The information, according to an affidavit (pdf) supporting the criminal complaint, involves topics such as the threat assessment of the foreign country’s military offensive capabilities, a cryptographic program used by the U.S. government, and the threat assessment of U.S. defense capabilities, a portion of which relates to that foreign country.

While the foreign government isn’t identified, the affidavit states that Dalke claimed to have reached out to the Russian Foreign Intelligence Service, or SVR, to ensure that he was actually communicating with a foreign government entity “rather than Americans trying to stifle a patriot.”

According to the affidavit, Dalke had expressed dissatisfaction with what the United States had become. “This country is not as great as it thinks it once was,” he allegedly said. “It is all about the businesses and their money, not anything about the people or those that serve it to include the military.”

Dalke is charged with three violations of the Espionage Act, which makes it a crime to transmit or attempt to transmit national defense information to a foreign nation knowing the information could be used against the United States or to the advantage of a foreign nation. If convicted, he could face the death penalty or any number of years up to life in prison.

The announcement comes as Edward Snowden, a former U.S. intelligence contractor who famously exposed the NSA’s massive domestic surveillance program in 2013 and has remained in exile in Russia ever since, was granted Russian citizenship.

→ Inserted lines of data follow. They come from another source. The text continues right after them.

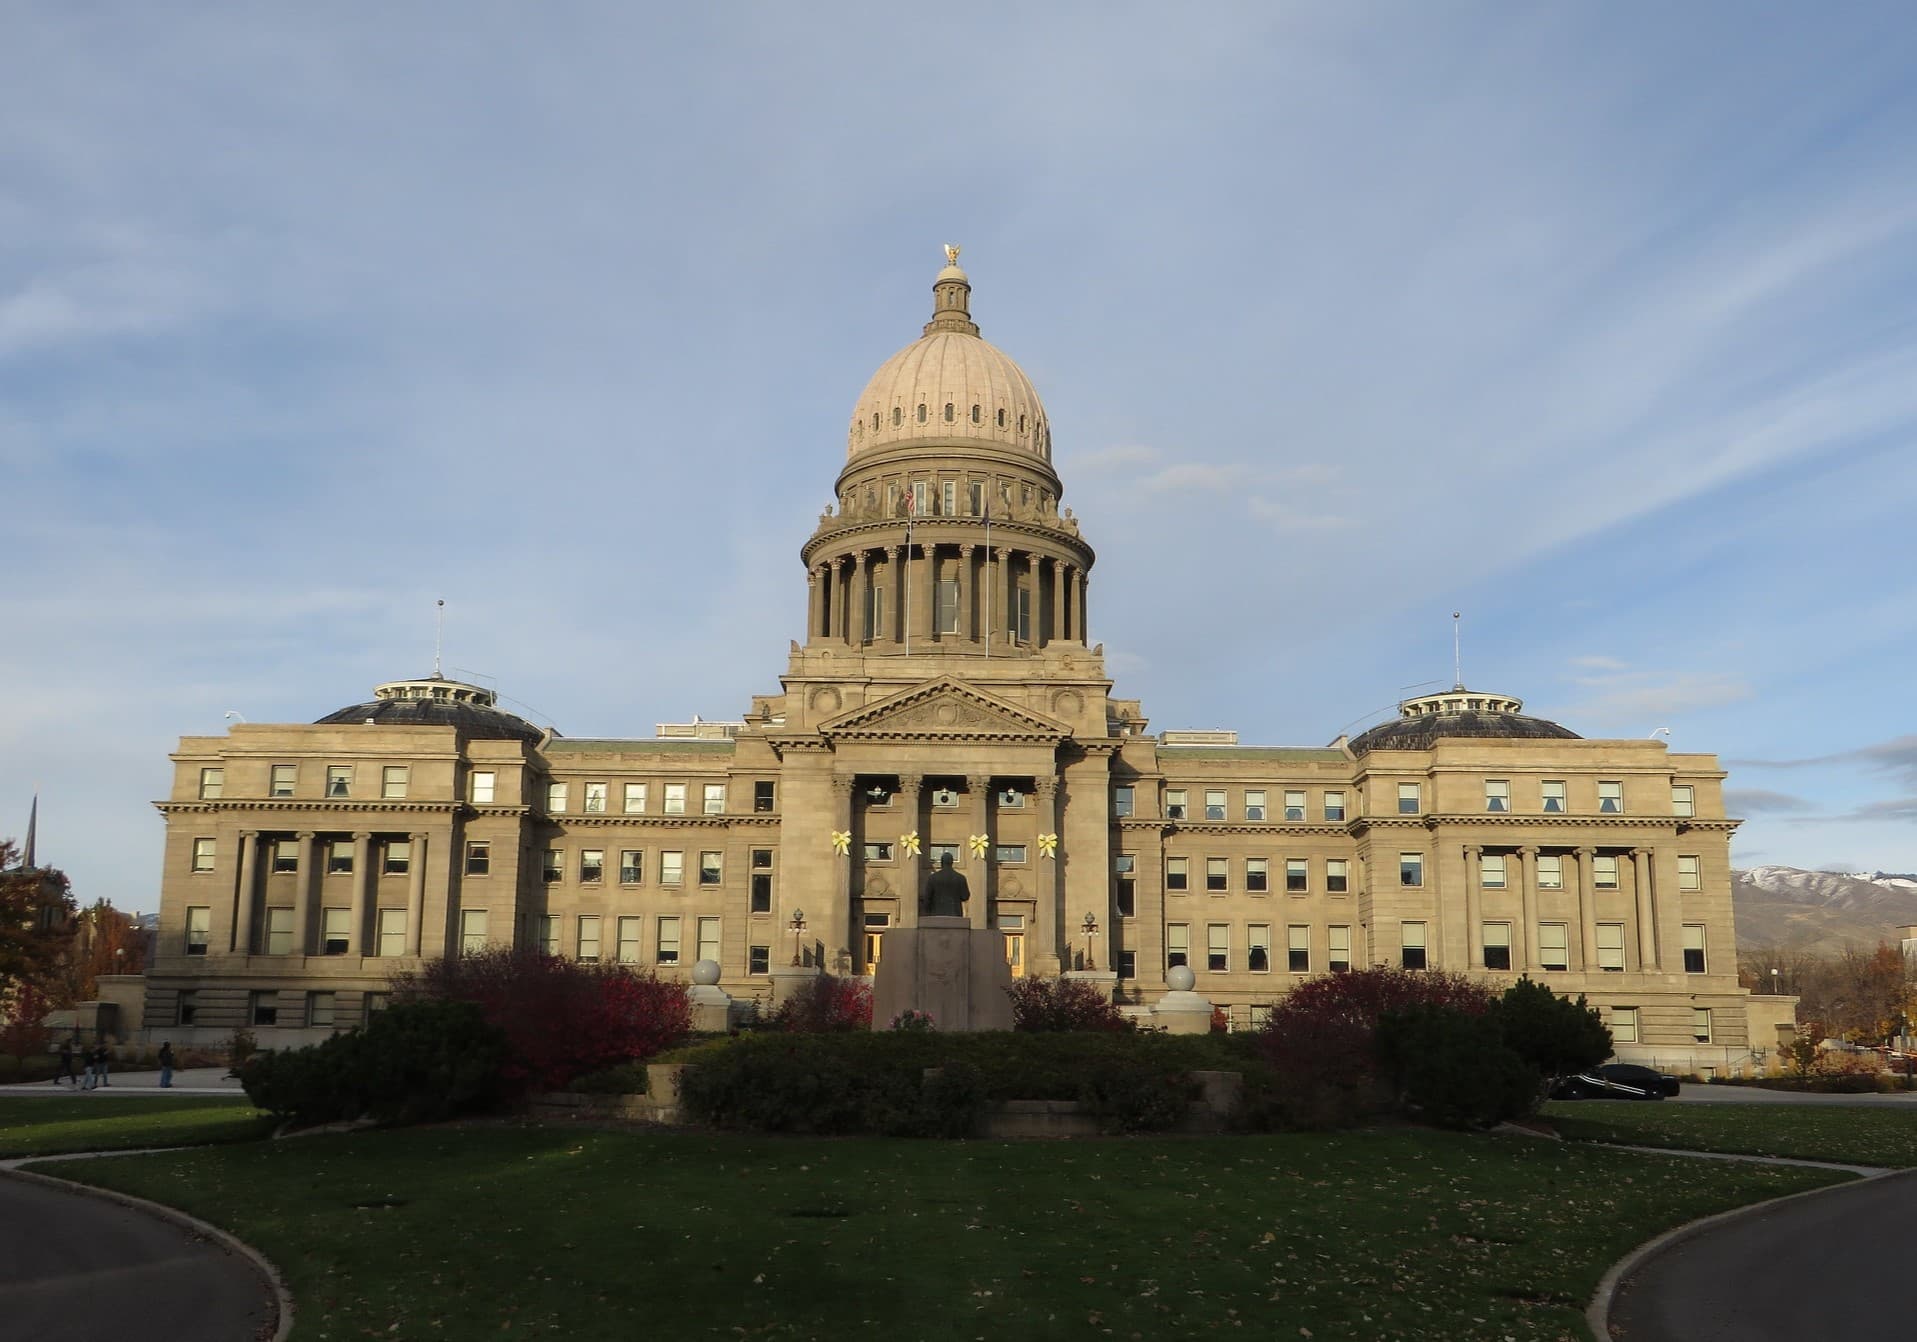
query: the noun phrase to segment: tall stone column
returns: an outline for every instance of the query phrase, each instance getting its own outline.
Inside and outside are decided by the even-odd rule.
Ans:
[[[820,605],[819,570],[809,568],[805,571],[805,641],[810,643],[823,632],[819,628]]]
[[[925,831],[919,824],[924,813],[924,796],[922,774],[899,775],[899,823],[904,828],[891,837],[899,844],[899,912],[904,915],[908,908],[911,910],[912,921],[907,924],[910,927],[916,927],[919,921],[919,897],[925,889],[924,864],[919,861],[918,853],[906,852],[899,839],[906,834],[917,834],[921,844],[924,842]]]
[[[319,835],[312,830],[300,833],[300,870],[293,887],[294,955],[313,953],[313,890],[319,884]]]
[[[965,775],[965,794],[972,799],[972,828],[967,838],[969,839],[972,834],[990,835],[992,832],[992,776],[990,774]],[[976,863],[970,861],[972,849],[969,843],[966,845],[965,853],[967,864],[978,872],[977,879],[972,881],[972,899],[966,906],[966,916],[971,919],[973,927],[990,927],[992,925],[991,851],[987,849],[986,855]]]
[[[233,920],[233,949],[241,955],[253,953],[253,911],[260,900],[259,883],[259,831],[243,829],[240,831],[239,906]]]
[[[1050,776],[1035,778],[1032,780],[1032,790],[1037,794],[1038,832],[1062,836],[1065,827],[1058,813],[1058,779]],[[1061,837],[1060,843],[1063,842]],[[1057,972],[1059,965],[1069,966],[1071,963],[1068,958],[1061,958],[1065,955],[1065,949],[1059,941],[1058,926],[1059,910],[1065,906],[1065,863],[1058,856],[1040,857],[1038,860],[1041,863],[1049,862],[1052,866],[1049,878],[1040,879],[1037,889],[1033,891],[1037,896],[1035,907],[1038,926],[1032,929],[1031,943],[1026,948],[1026,972],[1051,974]],[[1107,879],[1110,879],[1109,876]],[[1136,895],[1137,891],[1134,890],[1133,894]],[[1163,901],[1160,902],[1162,904]],[[1159,958],[1163,960],[1162,953]],[[1162,964],[1160,972],[1163,972]]]
[[[1657,891],[1652,884],[1651,850],[1631,850],[1631,884],[1637,896],[1637,965],[1639,969],[1659,970],[1664,957],[1657,944]]]
[[[1524,916],[1524,959],[1529,971],[1538,964],[1538,850],[1534,845],[1518,849],[1518,880]]]
[[[1578,849],[1578,924],[1584,949],[1580,968],[1586,974],[1595,974],[1598,967],[1596,865],[1597,849]]]
[[[919,548],[925,551],[925,556],[919,563],[918,581],[913,584],[918,590],[912,595],[912,600],[917,604],[917,609],[912,612],[912,635],[915,638],[923,637],[929,646],[931,642],[938,637],[939,629],[938,601],[936,599],[939,576],[939,547],[927,541],[922,543]]]
[[[353,835],[353,912],[352,941],[347,945],[349,955],[367,954],[366,906],[371,902],[373,889],[373,836],[365,830]]]
[[[1479,859],[1484,849],[1476,844],[1465,845],[1464,850],[1464,947],[1469,957],[1465,963],[1473,969],[1484,968],[1484,892],[1482,884],[1483,868]]]
[[[837,833],[852,833],[852,790],[857,783],[858,780],[848,774],[833,775],[832,828]],[[839,867],[838,873],[832,881],[832,897],[838,901],[841,911],[840,917],[844,919],[846,927],[849,929],[847,932],[848,939],[857,938],[865,931],[863,924],[860,923],[855,926],[852,918],[852,864],[858,859],[854,856],[854,850],[850,847],[847,848],[843,856],[834,853],[833,858],[839,864]],[[781,888],[783,889],[784,887]],[[786,898],[788,902],[790,902],[792,896],[788,895]],[[852,945],[857,946],[859,944],[858,941],[852,940]],[[871,966],[868,965],[866,968],[869,971]]]
[[[1054,559],[1052,561],[1052,617],[1045,622],[1047,643],[1063,643],[1072,636],[1071,629],[1066,625],[1066,618],[1065,561]]]
[[[846,647],[858,644],[858,622],[852,610],[852,572],[842,555],[832,561],[832,603],[839,608],[839,641]]]
[[[972,563],[978,553],[976,545],[961,545],[958,568],[958,617],[959,637],[967,643],[978,642],[978,620],[972,614]]]
[[[865,566],[866,552],[859,551],[852,556],[852,608],[846,613],[852,617],[852,646],[861,647],[878,634],[867,621],[872,602],[867,595],[872,586],[872,574]]]
[[[406,953],[419,954],[419,932],[426,914],[426,836],[408,836],[412,857],[406,864]]]
[[[1018,552],[1005,549],[999,551],[1002,562],[999,564],[999,578],[1005,592],[1005,646],[1018,646]]]
[[[1078,602],[1077,602],[1077,609],[1075,611],[1076,615],[1078,616],[1078,641],[1080,643],[1088,643],[1091,641],[1091,634],[1089,632],[1091,629],[1091,625],[1087,621],[1086,613],[1085,613],[1085,599],[1087,595],[1087,590],[1089,589],[1090,586],[1091,586],[1090,577],[1086,574],[1084,569],[1080,569],[1078,571]]]

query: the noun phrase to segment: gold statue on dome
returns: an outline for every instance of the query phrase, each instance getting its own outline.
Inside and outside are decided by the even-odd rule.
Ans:
[[[945,244],[945,264],[946,265],[948,266],[957,265],[958,254],[959,254],[959,245],[956,242],[948,242]]]

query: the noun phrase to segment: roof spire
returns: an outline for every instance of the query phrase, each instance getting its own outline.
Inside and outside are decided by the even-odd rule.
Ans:
[[[972,320],[972,282],[959,269],[958,258],[958,244],[946,243],[945,269],[932,281],[932,320],[925,323],[926,335],[937,331],[978,334],[978,323]]]
[[[1464,688],[1464,645],[1458,632],[1458,622],[1463,618],[1463,611],[1451,612],[1451,688],[1454,690]]]

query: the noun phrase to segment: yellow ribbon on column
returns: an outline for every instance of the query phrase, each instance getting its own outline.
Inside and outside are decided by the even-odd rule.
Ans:
[[[1058,856],[1058,835],[1041,834],[1038,836],[1038,855],[1056,858]]]
[[[913,830],[910,834],[899,835],[899,847],[905,850],[907,857],[918,856],[919,832]]]
[[[852,831],[851,830],[835,829],[832,831],[832,851],[837,853],[840,857],[845,857],[851,853],[852,851]]]
[[[992,846],[992,836],[989,834],[974,834],[971,838],[967,839],[966,842],[972,845],[972,855],[974,857],[984,857]]]

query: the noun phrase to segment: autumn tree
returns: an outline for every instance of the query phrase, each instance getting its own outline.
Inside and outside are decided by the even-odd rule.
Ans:
[[[73,895],[51,867],[24,867],[9,839],[0,839],[0,1015],[29,995],[57,992],[61,959],[72,932]]]
[[[100,995],[102,974],[138,974],[146,968],[146,937],[139,924],[106,900],[73,919],[52,987],[55,1004],[91,1002]]]

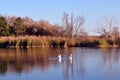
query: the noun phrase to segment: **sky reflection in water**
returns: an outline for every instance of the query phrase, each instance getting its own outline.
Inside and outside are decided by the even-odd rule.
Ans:
[[[120,80],[119,74],[119,49],[0,49],[0,80]]]

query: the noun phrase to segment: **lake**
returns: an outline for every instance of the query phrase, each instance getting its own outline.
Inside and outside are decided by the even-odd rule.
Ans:
[[[0,80],[120,80],[119,74],[120,49],[0,49]]]

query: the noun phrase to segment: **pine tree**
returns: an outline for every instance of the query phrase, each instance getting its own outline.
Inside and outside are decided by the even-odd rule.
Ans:
[[[5,17],[0,17],[0,36],[9,35],[9,26]]]

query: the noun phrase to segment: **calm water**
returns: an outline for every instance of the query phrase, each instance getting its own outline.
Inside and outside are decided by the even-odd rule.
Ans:
[[[0,80],[120,80],[120,49],[0,49]]]

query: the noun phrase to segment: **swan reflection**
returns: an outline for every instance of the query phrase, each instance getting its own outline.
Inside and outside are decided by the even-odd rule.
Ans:
[[[32,74],[32,70],[37,72]],[[120,80],[120,77],[115,75],[120,74],[120,50],[86,48],[0,49],[0,74],[3,74],[5,78],[8,74],[14,76],[13,74],[16,73],[29,73],[31,75],[39,73],[39,79],[41,79],[40,75],[51,77],[55,73],[58,77],[62,75],[59,80],[84,80],[84,78],[89,80],[91,78],[89,76],[94,75],[96,77],[92,77],[92,80],[96,80],[99,75],[106,80],[111,77],[113,80]],[[118,77],[118,79],[114,79],[114,77]]]
[[[72,64],[72,54],[70,54],[69,56],[61,56],[61,54],[58,55],[58,62],[70,62]]]

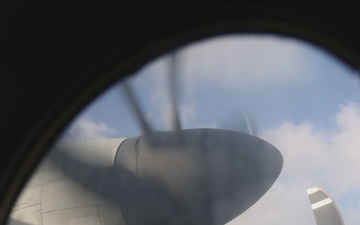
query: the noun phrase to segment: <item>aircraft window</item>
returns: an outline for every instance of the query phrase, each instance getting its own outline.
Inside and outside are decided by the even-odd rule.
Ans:
[[[83,110],[8,224],[357,224],[359,84],[289,37],[174,50]]]

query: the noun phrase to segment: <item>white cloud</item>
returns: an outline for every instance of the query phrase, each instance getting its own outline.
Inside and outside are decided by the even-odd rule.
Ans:
[[[336,132],[285,122],[263,133],[283,154],[283,171],[271,190],[231,224],[314,225],[306,194],[314,186],[334,197],[347,225],[359,223],[360,106],[348,103],[334,118]]]
[[[115,129],[104,122],[96,122],[90,117],[79,117],[67,129],[65,140],[84,141],[110,137]]]
[[[179,53],[186,85],[227,88],[303,82],[315,72],[313,46],[270,35],[234,35],[194,43]]]

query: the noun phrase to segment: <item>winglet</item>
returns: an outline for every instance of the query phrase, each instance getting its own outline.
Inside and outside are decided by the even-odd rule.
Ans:
[[[307,194],[317,225],[344,225],[335,201],[319,187],[309,188]]]

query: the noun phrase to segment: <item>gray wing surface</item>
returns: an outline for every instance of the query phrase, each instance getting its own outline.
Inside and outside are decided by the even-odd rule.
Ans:
[[[307,190],[317,225],[344,225],[335,201],[321,188]]]

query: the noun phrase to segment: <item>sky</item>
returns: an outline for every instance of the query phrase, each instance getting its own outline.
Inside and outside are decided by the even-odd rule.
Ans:
[[[321,187],[347,225],[360,222],[358,72],[319,47],[276,35],[218,36],[175,52],[183,129],[246,131],[279,149],[284,167],[273,187],[229,224],[315,225],[306,190]],[[153,130],[169,130],[169,55],[127,80]],[[121,83],[91,103],[63,139],[141,135]],[[261,216],[259,216],[261,215]]]

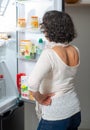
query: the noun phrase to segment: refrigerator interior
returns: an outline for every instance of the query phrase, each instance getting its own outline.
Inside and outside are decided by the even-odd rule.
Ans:
[[[31,40],[34,44],[37,44],[39,38],[42,38],[46,43],[46,38],[40,30],[32,31],[30,29],[30,17],[38,16],[39,22],[42,22],[42,16],[46,11],[49,10],[62,11],[62,0],[29,0],[23,2],[17,2],[17,19],[22,17],[26,19],[25,28],[17,28],[17,42],[18,42],[18,53],[20,40],[26,39]],[[26,60],[18,58],[18,73],[25,73],[30,75],[37,60]],[[24,99],[22,99],[24,100]],[[38,119],[35,114],[35,103],[29,100],[24,100],[25,109],[25,130],[35,130],[37,128]]]
[[[42,6],[44,5],[44,6]],[[43,39],[46,43],[46,38],[41,33],[39,27],[32,29],[30,22],[32,16],[38,17],[38,23],[42,22],[42,17],[45,12],[49,10],[57,9],[57,5],[61,5],[61,0],[29,0],[29,1],[17,1],[17,44],[18,44],[18,73],[25,73],[26,76],[30,76],[37,59],[27,60],[19,57],[20,42],[22,40],[30,40],[32,44],[37,45],[39,39]],[[59,6],[61,8],[61,6]],[[57,10],[59,10],[59,8]],[[61,9],[60,9],[61,10]],[[23,18],[25,20],[25,27],[18,26],[18,20]],[[26,84],[25,84],[26,86]],[[25,93],[26,94],[26,93]]]
[[[41,23],[45,12],[53,9],[62,10],[62,6],[60,5],[62,5],[62,0],[45,0],[43,2],[41,0],[30,0],[17,2],[17,19],[25,18],[26,20],[26,28],[17,29],[18,52],[20,40],[22,39],[31,40],[34,44],[37,44],[39,38],[42,38],[44,42],[46,41],[46,38],[39,29],[36,31],[30,30],[30,17],[38,16],[39,23]],[[36,61],[18,60],[18,73],[24,72],[26,75],[30,75],[35,64]]]
[[[15,33],[12,32],[12,34]],[[0,46],[0,114],[4,113],[16,104],[18,91],[16,88],[17,60],[16,60],[16,41],[15,39],[5,40]],[[3,92],[4,89],[4,93]],[[4,95],[3,95],[4,94]]]

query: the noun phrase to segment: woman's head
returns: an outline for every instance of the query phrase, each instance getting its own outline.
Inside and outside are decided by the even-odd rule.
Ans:
[[[56,10],[44,14],[41,30],[51,42],[69,43],[76,37],[71,17],[65,12]]]

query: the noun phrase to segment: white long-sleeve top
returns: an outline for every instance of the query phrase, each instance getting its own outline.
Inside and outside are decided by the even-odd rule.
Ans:
[[[50,43],[51,44],[51,43]],[[29,89],[42,94],[55,93],[52,103],[42,107],[42,118],[46,120],[65,119],[80,111],[80,103],[75,91],[75,76],[78,66],[68,66],[52,49],[46,48],[29,78]]]

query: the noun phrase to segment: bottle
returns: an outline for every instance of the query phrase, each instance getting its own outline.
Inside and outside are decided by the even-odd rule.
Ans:
[[[30,58],[36,59],[36,45],[32,44],[31,51],[30,51]]]
[[[37,29],[39,27],[38,16],[31,17],[30,25],[32,29]]]
[[[26,76],[25,73],[18,73],[16,75],[16,82],[19,94],[21,94],[21,76]]]
[[[38,40],[38,44],[37,44],[37,55],[40,56],[40,54],[42,53],[44,49],[44,41],[42,38],[39,38]]]

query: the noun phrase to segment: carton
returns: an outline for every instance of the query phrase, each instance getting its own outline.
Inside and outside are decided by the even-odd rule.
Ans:
[[[21,98],[34,100],[28,86],[29,76],[21,76]]]

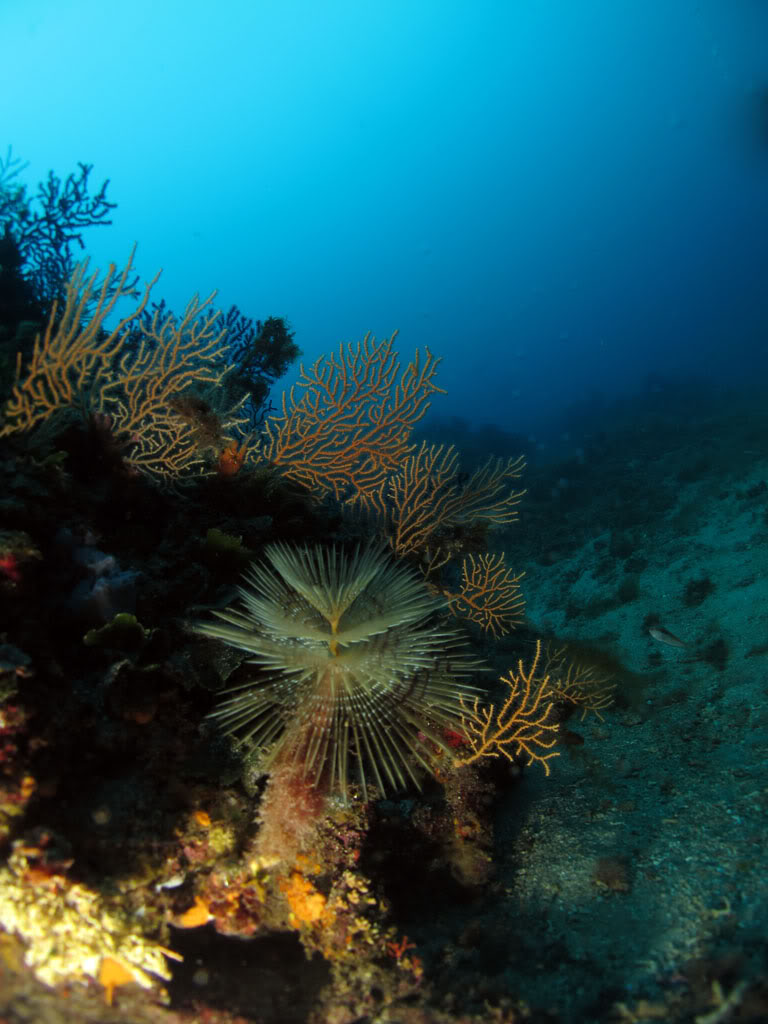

“After years of separation from our parents, my wife and I have no desire to be separated from our son. That’s why, in this era of pandemics and closed borders, we’re applying for dual US–Russian citizenship,” Snowden wrote on Twitter in November.

On Sept. 26, he wrote: “After two years of waiting and nearly ten years of exile, a little stability will make a difference for my family. I pray for privacy for them—and for us all.”

Snowden fled to Russia after the Justice Department charged him with violating the Espionage Act. He initially lived there under political asylum and was granted permanent residency in 2020.